When the output stream buffer is full.
It should be obvious that #2 can't be relied on if you want your user prompts to show up...well, promptly. If you want user input to be on the same line as the prompt a newline at the end of the prompt to force a flush isn't practical. The only other way to flush the stream is fflush.
The truly humorous part is how the biggest argument against fflush from that page is overhead. Let's think about this logically using the two examples:
/* Example 1 */
printf("Prompt: ");
fflush(stdout);
gets(s);
/* Example 2 */
printf("Prompt: ");
gets(s);
Assuming the "implicit flushing routines" handle everything for you, one would expect both prompts to show up before gets blocks for input. This is the normal expected behavior, and if the second example fails to do it (because there's no flush), that's a strong argument in favor of using fflush.
However, if both examples do show the prompt correctly, that means under the hood a flush is being signaled whether you call fflush or not. It's not unreasonable for an stdio implementation to tie input and output streams together for this kind of convenience.
Now for the contradiction. That page says fflush has significant overhead, but only if there's output in the buffer waiting to be flushed. If you don't call fflush and the implementation does it automatically anyway, the overhead is still there. If youdo call fflush, the overhead moves to your call and the automatic call no longer has "significant overhead" because the output buffer is now empty.
So in both examples, assuming an automatic flush, the overhead is present, and when calling fflush explicitly the overhead isn't increased by more than perhaps a no-op function call. I'm sensing faulty logic here. Of course, an automatic flush isn't guaranteed, so not using fflush is non-portable.
It gets better too:
Since the flush operation takes place between the "printf" and the "gets", any input received after the prompt but before the "gets" is simply discarded.

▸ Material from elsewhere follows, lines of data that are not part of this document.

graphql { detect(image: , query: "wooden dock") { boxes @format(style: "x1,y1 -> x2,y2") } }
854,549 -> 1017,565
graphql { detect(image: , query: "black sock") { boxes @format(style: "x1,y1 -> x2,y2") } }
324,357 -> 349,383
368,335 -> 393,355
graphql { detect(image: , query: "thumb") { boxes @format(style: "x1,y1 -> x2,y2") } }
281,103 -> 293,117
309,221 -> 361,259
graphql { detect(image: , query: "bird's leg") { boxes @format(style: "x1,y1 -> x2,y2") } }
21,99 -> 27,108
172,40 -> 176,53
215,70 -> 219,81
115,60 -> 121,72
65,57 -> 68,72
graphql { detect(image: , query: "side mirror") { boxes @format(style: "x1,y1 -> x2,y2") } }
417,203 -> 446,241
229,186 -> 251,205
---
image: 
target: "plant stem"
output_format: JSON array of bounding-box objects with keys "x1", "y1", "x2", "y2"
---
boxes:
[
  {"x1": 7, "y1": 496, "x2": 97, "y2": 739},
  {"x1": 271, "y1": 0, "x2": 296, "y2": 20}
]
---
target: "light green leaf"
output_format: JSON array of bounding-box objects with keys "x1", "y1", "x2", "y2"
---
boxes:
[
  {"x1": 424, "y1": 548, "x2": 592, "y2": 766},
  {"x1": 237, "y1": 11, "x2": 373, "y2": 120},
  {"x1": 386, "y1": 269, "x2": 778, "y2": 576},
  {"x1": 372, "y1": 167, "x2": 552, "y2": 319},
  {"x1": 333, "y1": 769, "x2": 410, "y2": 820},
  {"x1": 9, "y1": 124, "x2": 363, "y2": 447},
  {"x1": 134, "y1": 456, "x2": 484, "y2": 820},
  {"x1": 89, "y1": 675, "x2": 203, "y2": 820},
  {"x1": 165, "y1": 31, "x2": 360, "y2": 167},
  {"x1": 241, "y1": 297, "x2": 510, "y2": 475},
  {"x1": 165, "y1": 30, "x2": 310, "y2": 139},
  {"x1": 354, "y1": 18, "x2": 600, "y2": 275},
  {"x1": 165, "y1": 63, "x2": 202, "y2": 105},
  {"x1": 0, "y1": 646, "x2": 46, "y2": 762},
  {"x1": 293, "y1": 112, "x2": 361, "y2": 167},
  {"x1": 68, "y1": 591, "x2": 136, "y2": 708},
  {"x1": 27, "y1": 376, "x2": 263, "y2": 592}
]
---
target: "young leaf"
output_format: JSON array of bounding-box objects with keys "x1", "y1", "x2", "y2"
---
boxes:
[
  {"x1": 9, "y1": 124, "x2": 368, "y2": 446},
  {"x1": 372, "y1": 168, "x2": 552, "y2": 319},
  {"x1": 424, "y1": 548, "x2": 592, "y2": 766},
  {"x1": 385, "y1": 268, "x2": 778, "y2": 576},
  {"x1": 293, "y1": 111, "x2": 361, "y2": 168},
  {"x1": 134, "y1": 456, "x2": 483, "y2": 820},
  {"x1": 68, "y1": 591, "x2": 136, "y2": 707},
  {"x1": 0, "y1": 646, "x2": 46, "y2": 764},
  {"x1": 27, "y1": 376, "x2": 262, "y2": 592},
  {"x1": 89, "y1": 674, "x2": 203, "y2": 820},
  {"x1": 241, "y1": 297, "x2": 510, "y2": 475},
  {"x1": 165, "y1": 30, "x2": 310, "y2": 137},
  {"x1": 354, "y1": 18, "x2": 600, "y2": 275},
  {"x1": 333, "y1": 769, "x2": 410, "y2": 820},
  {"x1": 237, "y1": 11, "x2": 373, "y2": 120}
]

This is completely ridiculous. fflush operates on output streams, and flushing an output stream doesn't affect even a tied input stream. I can't even fathom what the author was thinking when he wrote this. Perhaps if we were talking about flushing an input stream in a multithreaded application with a naive implementation of stdio that didn't set appropriate locks...>When and why we need to use fflush exactly?
Use fflush when you haven't printed a newline and need the output to be written immediately.